Lets say a chicken on Mr. Smith’s farm contracts a deadly chicken flu. Mr. Smith himself is recovering from the common human flu- which he has given to one of the pigs on his farm. This pig also accidently eats some poop from the infected chicken, and so contracts both the human and bird flu. These viruses mutate and combine to create a sort of hybrid super-virus that can now be transferred to both humans and chickens alike. The pig is slaughtered and eaten, the unsuspecting humans not aware that it is sick. And so, the consumer of Mr. Smith’s bacon contracts the super virus- for which there is no known vaccine- and gives it to his family. His wife gives it to her coworker who is scheduled to fly across the country, who in turn gives it to someone on the airplane. Who gives it to 2 other people on the airplane, who give it to their families. You see where this is going….  a pandemic that induces mass chaos, panic, and death. Literally like in the movies.

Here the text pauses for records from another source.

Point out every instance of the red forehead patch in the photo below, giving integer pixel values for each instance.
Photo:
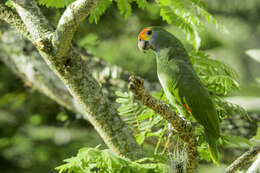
(142, 34)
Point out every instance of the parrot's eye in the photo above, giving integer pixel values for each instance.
(149, 32)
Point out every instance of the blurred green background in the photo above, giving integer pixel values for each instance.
(36, 134)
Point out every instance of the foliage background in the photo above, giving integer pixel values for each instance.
(36, 134)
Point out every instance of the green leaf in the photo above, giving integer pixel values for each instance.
(236, 140)
(140, 137)
(254, 54)
(124, 7)
(89, 160)
(99, 10)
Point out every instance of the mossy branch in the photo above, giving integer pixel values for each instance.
(243, 159)
(181, 126)
(76, 75)
(74, 14)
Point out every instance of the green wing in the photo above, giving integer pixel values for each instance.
(190, 91)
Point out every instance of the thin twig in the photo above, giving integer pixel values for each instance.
(13, 19)
(181, 126)
(243, 159)
(79, 80)
(68, 23)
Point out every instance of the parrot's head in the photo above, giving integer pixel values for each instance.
(154, 38)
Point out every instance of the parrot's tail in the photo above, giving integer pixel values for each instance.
(212, 141)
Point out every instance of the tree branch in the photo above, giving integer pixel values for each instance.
(243, 159)
(181, 126)
(74, 14)
(13, 19)
(75, 73)
(255, 167)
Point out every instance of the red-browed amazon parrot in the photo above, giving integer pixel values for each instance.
(180, 82)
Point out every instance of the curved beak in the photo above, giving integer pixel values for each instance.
(143, 45)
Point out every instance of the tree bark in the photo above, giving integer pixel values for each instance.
(72, 84)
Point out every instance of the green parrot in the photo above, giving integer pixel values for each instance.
(180, 82)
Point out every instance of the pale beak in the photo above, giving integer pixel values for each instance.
(143, 45)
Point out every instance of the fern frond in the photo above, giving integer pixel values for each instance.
(226, 109)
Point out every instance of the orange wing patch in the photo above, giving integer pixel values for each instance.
(187, 108)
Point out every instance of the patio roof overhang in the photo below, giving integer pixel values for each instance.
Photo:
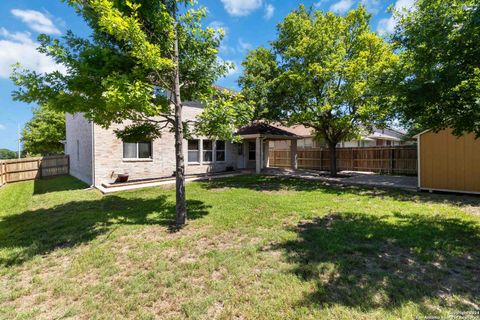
(266, 131)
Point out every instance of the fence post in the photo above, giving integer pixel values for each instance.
(39, 165)
(392, 156)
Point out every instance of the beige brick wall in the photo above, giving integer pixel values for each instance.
(109, 155)
(79, 146)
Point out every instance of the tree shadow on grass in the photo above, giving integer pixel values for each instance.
(56, 184)
(279, 183)
(31, 233)
(384, 262)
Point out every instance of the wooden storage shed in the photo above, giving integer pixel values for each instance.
(448, 163)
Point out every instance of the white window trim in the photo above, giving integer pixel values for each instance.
(224, 151)
(137, 159)
(201, 152)
(198, 151)
(208, 150)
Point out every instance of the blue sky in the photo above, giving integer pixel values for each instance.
(248, 24)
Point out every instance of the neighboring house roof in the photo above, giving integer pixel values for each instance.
(298, 130)
(419, 134)
(385, 134)
(381, 135)
(264, 129)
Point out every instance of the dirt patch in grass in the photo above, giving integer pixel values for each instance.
(474, 210)
(361, 261)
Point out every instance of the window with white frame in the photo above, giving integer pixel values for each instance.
(220, 151)
(137, 150)
(193, 151)
(207, 150)
(252, 151)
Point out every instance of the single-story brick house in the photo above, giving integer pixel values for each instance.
(97, 156)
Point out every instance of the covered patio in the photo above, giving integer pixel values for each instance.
(253, 153)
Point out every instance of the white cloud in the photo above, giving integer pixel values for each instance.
(342, 6)
(20, 48)
(218, 25)
(373, 6)
(240, 8)
(244, 46)
(36, 21)
(269, 11)
(387, 25)
(404, 4)
(233, 70)
(319, 3)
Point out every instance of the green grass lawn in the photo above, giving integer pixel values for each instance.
(255, 248)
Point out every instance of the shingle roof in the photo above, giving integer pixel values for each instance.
(264, 129)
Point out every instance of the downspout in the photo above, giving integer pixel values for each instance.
(93, 155)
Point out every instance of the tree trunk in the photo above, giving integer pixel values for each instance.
(332, 147)
(181, 202)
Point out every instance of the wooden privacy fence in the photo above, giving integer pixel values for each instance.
(392, 160)
(33, 168)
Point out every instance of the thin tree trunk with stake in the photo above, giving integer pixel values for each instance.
(181, 202)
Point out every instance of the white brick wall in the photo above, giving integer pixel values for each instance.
(109, 155)
(79, 146)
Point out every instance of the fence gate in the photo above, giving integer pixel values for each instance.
(33, 168)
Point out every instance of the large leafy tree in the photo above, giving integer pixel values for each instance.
(324, 72)
(42, 135)
(439, 45)
(143, 59)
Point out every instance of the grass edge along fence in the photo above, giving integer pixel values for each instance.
(401, 160)
(33, 168)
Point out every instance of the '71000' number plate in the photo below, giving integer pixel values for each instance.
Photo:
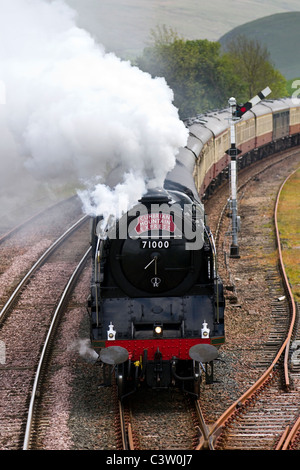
(153, 244)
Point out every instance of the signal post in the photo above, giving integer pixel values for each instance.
(237, 111)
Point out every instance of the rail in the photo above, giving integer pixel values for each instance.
(37, 379)
(38, 264)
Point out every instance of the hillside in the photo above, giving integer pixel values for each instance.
(281, 34)
(123, 26)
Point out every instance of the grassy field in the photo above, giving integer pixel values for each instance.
(289, 227)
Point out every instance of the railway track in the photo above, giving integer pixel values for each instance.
(271, 405)
(28, 319)
(44, 357)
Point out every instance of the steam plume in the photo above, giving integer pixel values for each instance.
(73, 112)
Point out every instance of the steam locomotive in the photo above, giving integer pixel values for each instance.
(156, 304)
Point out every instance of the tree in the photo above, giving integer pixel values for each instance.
(199, 76)
(251, 61)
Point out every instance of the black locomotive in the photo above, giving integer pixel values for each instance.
(156, 304)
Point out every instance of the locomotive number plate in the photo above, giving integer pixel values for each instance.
(154, 244)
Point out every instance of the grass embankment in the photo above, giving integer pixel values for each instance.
(289, 228)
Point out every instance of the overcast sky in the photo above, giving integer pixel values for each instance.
(124, 25)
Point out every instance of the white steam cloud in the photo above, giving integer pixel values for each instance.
(74, 112)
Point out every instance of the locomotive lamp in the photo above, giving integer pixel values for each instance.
(205, 330)
(158, 330)
(111, 334)
(237, 111)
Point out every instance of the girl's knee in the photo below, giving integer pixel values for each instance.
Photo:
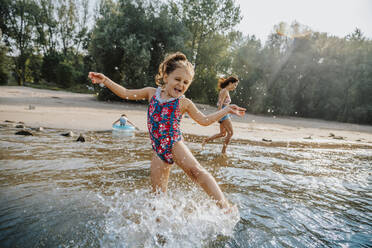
(197, 173)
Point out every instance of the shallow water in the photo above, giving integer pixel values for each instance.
(55, 192)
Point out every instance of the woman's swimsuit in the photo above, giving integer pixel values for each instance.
(163, 122)
(226, 102)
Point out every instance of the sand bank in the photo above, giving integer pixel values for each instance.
(83, 112)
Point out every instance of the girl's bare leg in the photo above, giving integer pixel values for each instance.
(222, 133)
(184, 159)
(228, 126)
(159, 173)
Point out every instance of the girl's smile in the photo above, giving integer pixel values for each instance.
(177, 82)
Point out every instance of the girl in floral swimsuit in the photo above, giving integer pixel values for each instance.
(167, 105)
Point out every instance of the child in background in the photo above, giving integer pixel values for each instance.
(224, 99)
(167, 105)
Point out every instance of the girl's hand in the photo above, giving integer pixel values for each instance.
(97, 78)
(234, 109)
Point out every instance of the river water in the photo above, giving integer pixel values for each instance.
(55, 192)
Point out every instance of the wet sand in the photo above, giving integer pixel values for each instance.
(83, 112)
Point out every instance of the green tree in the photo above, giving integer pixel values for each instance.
(18, 21)
(131, 38)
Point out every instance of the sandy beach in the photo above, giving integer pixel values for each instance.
(83, 112)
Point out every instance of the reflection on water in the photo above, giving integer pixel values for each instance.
(55, 192)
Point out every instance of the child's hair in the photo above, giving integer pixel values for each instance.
(223, 82)
(171, 63)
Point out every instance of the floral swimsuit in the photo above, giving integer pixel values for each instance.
(163, 122)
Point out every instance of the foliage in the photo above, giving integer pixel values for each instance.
(50, 43)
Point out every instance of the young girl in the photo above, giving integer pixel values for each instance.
(225, 86)
(167, 104)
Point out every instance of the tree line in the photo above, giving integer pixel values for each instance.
(57, 42)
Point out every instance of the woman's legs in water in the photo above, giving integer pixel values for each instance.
(228, 127)
(188, 163)
(222, 133)
(159, 173)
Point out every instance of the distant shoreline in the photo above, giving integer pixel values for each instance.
(83, 112)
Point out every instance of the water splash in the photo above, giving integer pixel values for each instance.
(179, 219)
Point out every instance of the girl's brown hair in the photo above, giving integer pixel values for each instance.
(171, 63)
(223, 82)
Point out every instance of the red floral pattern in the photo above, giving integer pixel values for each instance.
(163, 122)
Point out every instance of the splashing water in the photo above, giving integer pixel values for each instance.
(178, 219)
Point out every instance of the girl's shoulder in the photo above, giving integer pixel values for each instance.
(151, 91)
(185, 103)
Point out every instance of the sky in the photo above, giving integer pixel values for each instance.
(335, 17)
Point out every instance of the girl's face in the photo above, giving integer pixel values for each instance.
(177, 82)
(232, 86)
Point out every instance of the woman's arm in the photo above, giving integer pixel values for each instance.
(206, 120)
(120, 91)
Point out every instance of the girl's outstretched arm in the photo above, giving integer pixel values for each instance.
(116, 121)
(120, 91)
(206, 120)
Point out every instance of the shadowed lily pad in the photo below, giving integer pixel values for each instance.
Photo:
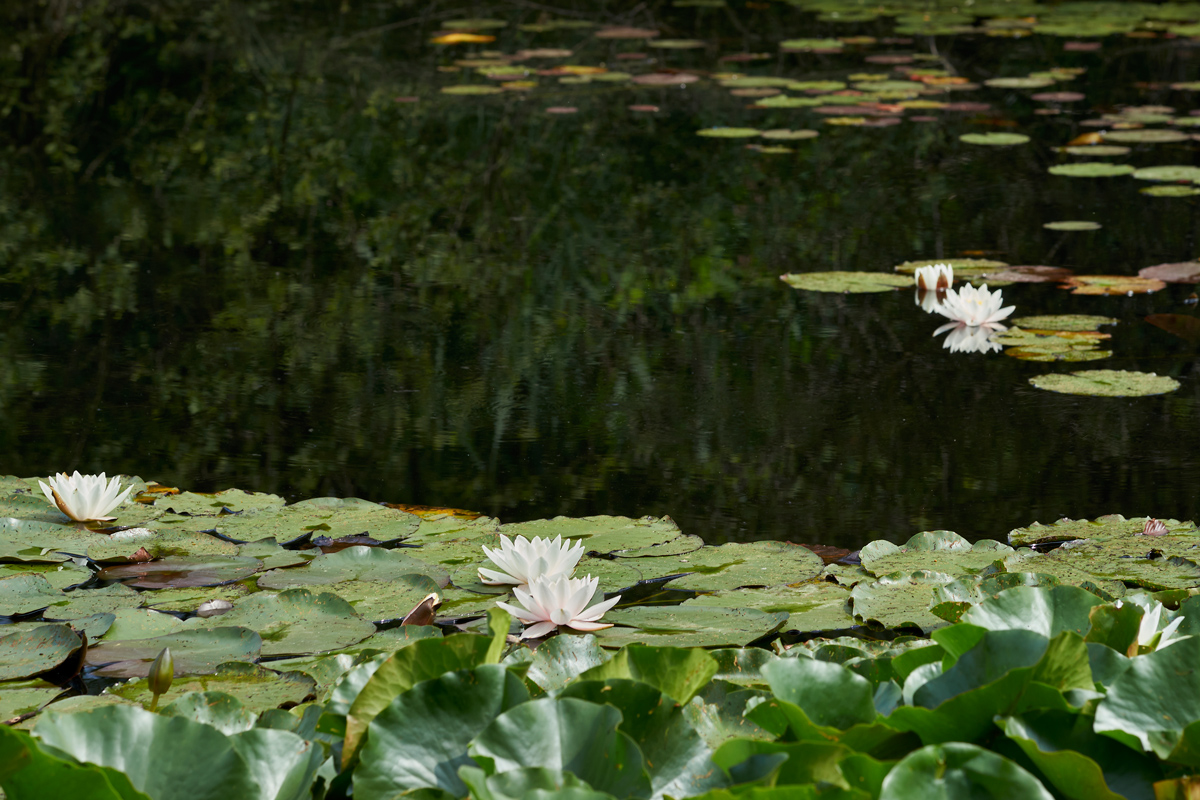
(1105, 383)
(846, 282)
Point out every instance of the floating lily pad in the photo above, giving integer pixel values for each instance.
(353, 564)
(1111, 284)
(813, 606)
(257, 689)
(1073, 224)
(184, 571)
(29, 653)
(196, 653)
(297, 621)
(1091, 169)
(1170, 191)
(846, 282)
(994, 138)
(729, 133)
(683, 626)
(1146, 136)
(745, 564)
(1107, 383)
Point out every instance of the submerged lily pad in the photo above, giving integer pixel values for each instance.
(846, 282)
(1091, 169)
(1107, 383)
(994, 138)
(1073, 224)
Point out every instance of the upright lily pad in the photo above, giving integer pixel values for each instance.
(846, 282)
(1107, 383)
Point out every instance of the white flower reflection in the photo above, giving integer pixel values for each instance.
(970, 338)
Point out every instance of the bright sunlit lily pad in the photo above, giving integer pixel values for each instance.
(1107, 383)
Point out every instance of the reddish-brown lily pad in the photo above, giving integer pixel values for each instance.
(183, 571)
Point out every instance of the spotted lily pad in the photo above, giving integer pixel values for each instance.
(688, 626)
(994, 138)
(846, 282)
(1073, 224)
(184, 571)
(1111, 284)
(1105, 383)
(1091, 169)
(745, 564)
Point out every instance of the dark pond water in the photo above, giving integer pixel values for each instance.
(237, 252)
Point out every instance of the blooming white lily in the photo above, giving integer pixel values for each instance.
(550, 602)
(1150, 637)
(522, 560)
(936, 277)
(973, 307)
(85, 497)
(966, 338)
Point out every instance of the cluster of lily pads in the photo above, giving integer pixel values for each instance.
(1060, 663)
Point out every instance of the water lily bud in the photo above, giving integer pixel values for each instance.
(162, 673)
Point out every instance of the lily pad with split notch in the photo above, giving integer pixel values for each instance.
(846, 282)
(682, 626)
(183, 571)
(297, 621)
(1105, 383)
(744, 564)
(256, 687)
(1091, 169)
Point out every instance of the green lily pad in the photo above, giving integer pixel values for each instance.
(1173, 173)
(745, 564)
(1146, 136)
(688, 626)
(29, 653)
(1097, 150)
(256, 687)
(846, 282)
(899, 600)
(1019, 83)
(183, 571)
(729, 133)
(814, 606)
(1091, 169)
(353, 564)
(994, 138)
(1073, 224)
(939, 551)
(1170, 191)
(1063, 323)
(295, 621)
(1107, 383)
(196, 651)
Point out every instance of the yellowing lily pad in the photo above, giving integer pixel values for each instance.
(846, 282)
(1107, 383)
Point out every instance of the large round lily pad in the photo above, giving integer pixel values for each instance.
(295, 621)
(846, 282)
(1107, 383)
(353, 564)
(183, 571)
(745, 564)
(1091, 169)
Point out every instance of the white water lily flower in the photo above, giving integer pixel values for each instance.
(522, 560)
(85, 497)
(550, 602)
(973, 307)
(967, 338)
(1149, 633)
(936, 277)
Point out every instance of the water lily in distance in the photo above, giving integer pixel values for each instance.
(550, 602)
(85, 497)
(521, 560)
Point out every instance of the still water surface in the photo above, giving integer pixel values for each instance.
(237, 252)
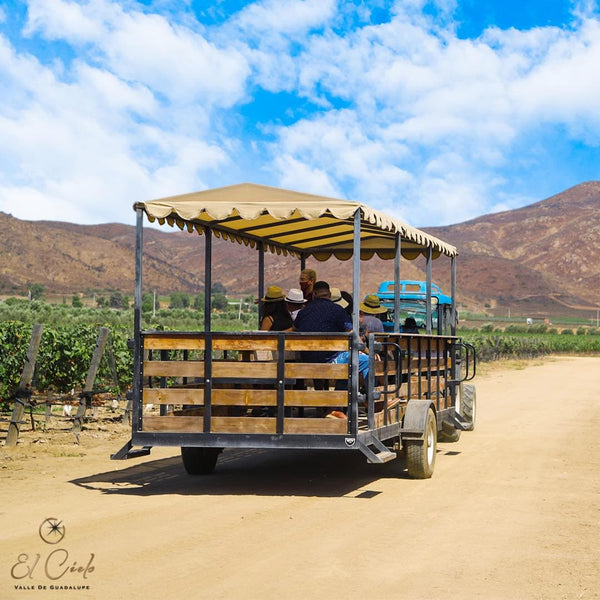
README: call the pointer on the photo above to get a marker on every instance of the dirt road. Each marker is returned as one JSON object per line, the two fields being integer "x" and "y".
{"x": 512, "y": 512}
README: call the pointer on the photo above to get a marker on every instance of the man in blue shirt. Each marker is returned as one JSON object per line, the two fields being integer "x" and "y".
{"x": 322, "y": 315}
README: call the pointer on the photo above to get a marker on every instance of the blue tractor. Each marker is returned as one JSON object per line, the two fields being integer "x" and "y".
{"x": 413, "y": 304}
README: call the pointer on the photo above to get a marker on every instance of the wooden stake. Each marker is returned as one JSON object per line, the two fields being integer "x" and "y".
{"x": 26, "y": 377}
{"x": 103, "y": 334}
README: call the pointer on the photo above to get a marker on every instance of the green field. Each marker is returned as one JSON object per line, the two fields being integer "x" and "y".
{"x": 70, "y": 333}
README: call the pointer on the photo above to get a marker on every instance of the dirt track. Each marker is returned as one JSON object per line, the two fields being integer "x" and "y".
{"x": 512, "y": 511}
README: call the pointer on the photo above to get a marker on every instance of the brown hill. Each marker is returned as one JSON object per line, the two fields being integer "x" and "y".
{"x": 538, "y": 260}
{"x": 545, "y": 255}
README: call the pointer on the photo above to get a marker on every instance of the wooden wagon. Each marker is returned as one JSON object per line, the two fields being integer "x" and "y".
{"x": 253, "y": 389}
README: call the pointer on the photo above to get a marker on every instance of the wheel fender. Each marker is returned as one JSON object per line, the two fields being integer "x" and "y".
{"x": 415, "y": 419}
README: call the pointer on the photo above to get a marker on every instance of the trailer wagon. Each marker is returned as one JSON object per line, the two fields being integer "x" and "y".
{"x": 253, "y": 389}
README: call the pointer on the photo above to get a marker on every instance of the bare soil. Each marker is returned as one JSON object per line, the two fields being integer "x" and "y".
{"x": 512, "y": 510}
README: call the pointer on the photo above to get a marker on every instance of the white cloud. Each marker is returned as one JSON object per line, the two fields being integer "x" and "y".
{"x": 172, "y": 60}
{"x": 293, "y": 17}
{"x": 145, "y": 104}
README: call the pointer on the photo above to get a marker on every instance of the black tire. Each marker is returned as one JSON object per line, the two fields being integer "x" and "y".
{"x": 199, "y": 461}
{"x": 468, "y": 406}
{"x": 420, "y": 454}
{"x": 448, "y": 433}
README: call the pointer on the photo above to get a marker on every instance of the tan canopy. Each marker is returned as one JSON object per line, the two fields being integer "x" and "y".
{"x": 288, "y": 222}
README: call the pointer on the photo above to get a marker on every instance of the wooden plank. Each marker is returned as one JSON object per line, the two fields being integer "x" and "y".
{"x": 307, "y": 342}
{"x": 243, "y": 425}
{"x": 245, "y": 397}
{"x": 220, "y": 397}
{"x": 173, "y": 368}
{"x": 173, "y": 342}
{"x": 251, "y": 370}
{"x": 173, "y": 423}
{"x": 331, "y": 398}
{"x": 195, "y": 368}
{"x": 319, "y": 426}
{"x": 245, "y": 343}
{"x": 316, "y": 371}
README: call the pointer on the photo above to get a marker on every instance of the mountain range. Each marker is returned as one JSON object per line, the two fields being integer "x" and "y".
{"x": 539, "y": 260}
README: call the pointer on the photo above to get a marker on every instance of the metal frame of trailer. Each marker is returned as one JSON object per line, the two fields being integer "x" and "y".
{"x": 221, "y": 390}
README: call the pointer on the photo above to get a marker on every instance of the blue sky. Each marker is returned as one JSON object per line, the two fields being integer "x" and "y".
{"x": 436, "y": 112}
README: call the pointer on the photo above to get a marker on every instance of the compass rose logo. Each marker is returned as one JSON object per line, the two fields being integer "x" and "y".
{"x": 52, "y": 530}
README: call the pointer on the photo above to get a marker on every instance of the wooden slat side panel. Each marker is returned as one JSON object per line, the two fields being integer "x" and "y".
{"x": 173, "y": 423}
{"x": 195, "y": 368}
{"x": 245, "y": 343}
{"x": 173, "y": 396}
{"x": 319, "y": 426}
{"x": 307, "y": 342}
{"x": 173, "y": 343}
{"x": 331, "y": 398}
{"x": 243, "y": 425}
{"x": 245, "y": 397}
{"x": 173, "y": 368}
{"x": 316, "y": 371}
{"x": 249, "y": 370}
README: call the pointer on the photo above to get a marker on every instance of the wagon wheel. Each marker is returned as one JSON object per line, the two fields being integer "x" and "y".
{"x": 199, "y": 461}
{"x": 448, "y": 433}
{"x": 420, "y": 454}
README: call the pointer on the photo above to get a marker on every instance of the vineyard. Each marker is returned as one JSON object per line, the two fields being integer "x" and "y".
{"x": 69, "y": 338}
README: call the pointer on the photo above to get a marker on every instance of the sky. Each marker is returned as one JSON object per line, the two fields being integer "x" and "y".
{"x": 435, "y": 112}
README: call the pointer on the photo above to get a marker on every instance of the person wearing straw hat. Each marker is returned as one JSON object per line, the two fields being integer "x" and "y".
{"x": 308, "y": 278}
{"x": 370, "y": 313}
{"x": 275, "y": 316}
{"x": 294, "y": 302}
{"x": 343, "y": 299}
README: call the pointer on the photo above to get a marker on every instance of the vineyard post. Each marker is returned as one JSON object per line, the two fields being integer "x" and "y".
{"x": 22, "y": 391}
{"x": 103, "y": 334}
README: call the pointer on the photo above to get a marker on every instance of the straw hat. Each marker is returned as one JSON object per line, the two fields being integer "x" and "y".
{"x": 274, "y": 294}
{"x": 372, "y": 305}
{"x": 336, "y": 296}
{"x": 295, "y": 296}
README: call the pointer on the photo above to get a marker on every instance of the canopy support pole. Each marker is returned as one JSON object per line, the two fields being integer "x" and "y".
{"x": 428, "y": 318}
{"x": 207, "y": 279}
{"x": 354, "y": 389}
{"x": 397, "y": 257}
{"x": 261, "y": 279}
{"x": 454, "y": 312}
{"x": 137, "y": 318}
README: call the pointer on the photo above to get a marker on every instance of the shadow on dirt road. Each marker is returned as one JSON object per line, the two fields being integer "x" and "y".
{"x": 325, "y": 473}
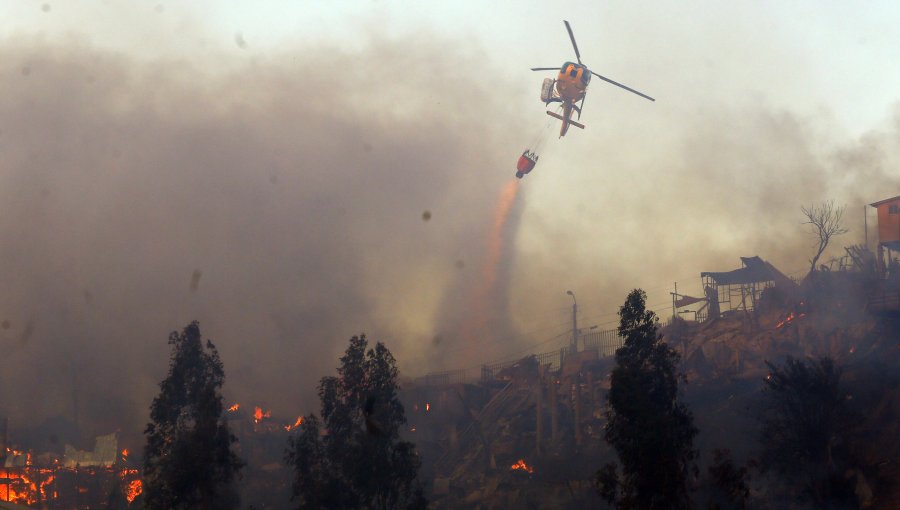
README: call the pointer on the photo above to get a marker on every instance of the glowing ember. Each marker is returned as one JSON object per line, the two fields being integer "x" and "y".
{"x": 521, "y": 465}
{"x": 787, "y": 320}
{"x": 295, "y": 425}
{"x": 259, "y": 414}
{"x": 133, "y": 490}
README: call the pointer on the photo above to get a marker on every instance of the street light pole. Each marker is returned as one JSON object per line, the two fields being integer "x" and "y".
{"x": 574, "y": 322}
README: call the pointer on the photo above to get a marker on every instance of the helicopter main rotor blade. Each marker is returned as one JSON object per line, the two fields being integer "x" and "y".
{"x": 617, "y": 84}
{"x": 572, "y": 37}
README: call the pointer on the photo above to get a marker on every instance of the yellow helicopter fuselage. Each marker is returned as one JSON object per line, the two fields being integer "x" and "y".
{"x": 571, "y": 85}
{"x": 572, "y": 82}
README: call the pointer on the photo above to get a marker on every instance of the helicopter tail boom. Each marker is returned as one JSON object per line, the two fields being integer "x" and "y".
{"x": 565, "y": 120}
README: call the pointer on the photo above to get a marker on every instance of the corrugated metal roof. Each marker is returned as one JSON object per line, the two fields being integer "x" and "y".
{"x": 886, "y": 200}
{"x": 755, "y": 270}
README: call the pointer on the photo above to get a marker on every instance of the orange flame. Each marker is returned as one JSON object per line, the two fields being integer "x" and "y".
{"x": 133, "y": 490}
{"x": 790, "y": 318}
{"x": 259, "y": 414}
{"x": 521, "y": 465}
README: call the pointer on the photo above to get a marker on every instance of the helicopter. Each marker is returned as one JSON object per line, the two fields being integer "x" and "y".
{"x": 571, "y": 86}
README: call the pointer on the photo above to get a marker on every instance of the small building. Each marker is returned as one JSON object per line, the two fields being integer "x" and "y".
{"x": 888, "y": 232}
{"x": 740, "y": 289}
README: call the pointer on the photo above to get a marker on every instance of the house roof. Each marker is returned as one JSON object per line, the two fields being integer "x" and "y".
{"x": 886, "y": 200}
{"x": 755, "y": 270}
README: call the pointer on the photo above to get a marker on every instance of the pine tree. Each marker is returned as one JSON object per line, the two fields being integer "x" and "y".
{"x": 650, "y": 429}
{"x": 806, "y": 429}
{"x": 361, "y": 461}
{"x": 188, "y": 458}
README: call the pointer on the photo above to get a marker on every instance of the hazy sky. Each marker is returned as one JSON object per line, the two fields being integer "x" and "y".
{"x": 286, "y": 153}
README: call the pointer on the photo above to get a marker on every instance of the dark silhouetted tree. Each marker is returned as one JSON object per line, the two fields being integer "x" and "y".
{"x": 728, "y": 483}
{"x": 806, "y": 428}
{"x": 651, "y": 431}
{"x": 360, "y": 462}
{"x": 825, "y": 222}
{"x": 188, "y": 459}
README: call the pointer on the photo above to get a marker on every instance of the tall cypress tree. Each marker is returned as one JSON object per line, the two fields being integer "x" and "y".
{"x": 361, "y": 461}
{"x": 650, "y": 429}
{"x": 188, "y": 459}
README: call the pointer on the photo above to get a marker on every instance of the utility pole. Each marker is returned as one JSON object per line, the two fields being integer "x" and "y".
{"x": 574, "y": 345}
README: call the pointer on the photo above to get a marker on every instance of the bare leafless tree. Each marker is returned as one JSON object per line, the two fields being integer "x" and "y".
{"x": 825, "y": 221}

Let’s go back to square one, with the chickens on Mr. Smith’s farm. The virus didn’t just spontaneously generate. It “lived” dormant in chickens- most not experiencing any sickness until our unlucky friend on Mr. Smith’s farm. The chickens were the “viral reservoir,” or the population of animals in which the virus could live and reproduce undetected. Remember the recent bout of H1N1 that now seems to have disappeared? Hate to burst the bubble, but it didn’t disappear. It found a reservoir and went into hiding. Virus hunters still haven’t found it.

Virus hunters (who in my mind must complete retinal scans to enter their offices and carry arsenic capsules in the event of capture) are sifting the globe right at this very moment. They’re taking samples from both suspected and random populations of animals. Mainly domestic, and mainly in Asia. They pore over genomes looking for both already-identified viruses in hiding and ones we’ve never even seen before. When one is found, its reservoir is destroyed (sorry PETA) and its genetic profile is shared with pharmaceutical companies and universities around the world so that we can start trying to develop a vaccine for it. I imagine that a virus hunter’s motto has something to do with an ounce of prevention and a pound of cure…

In reality, virus hunters probably wear khakis and plaid button downs with loafers and white socks. I bet they wash their hands a million times a day and don’t touch very many surfaces in public places. They know the alarming part airports play in the transfer of pathogens, but brave them anyway. If you ask me, they are some of the closest things to real-life superheroes that we have.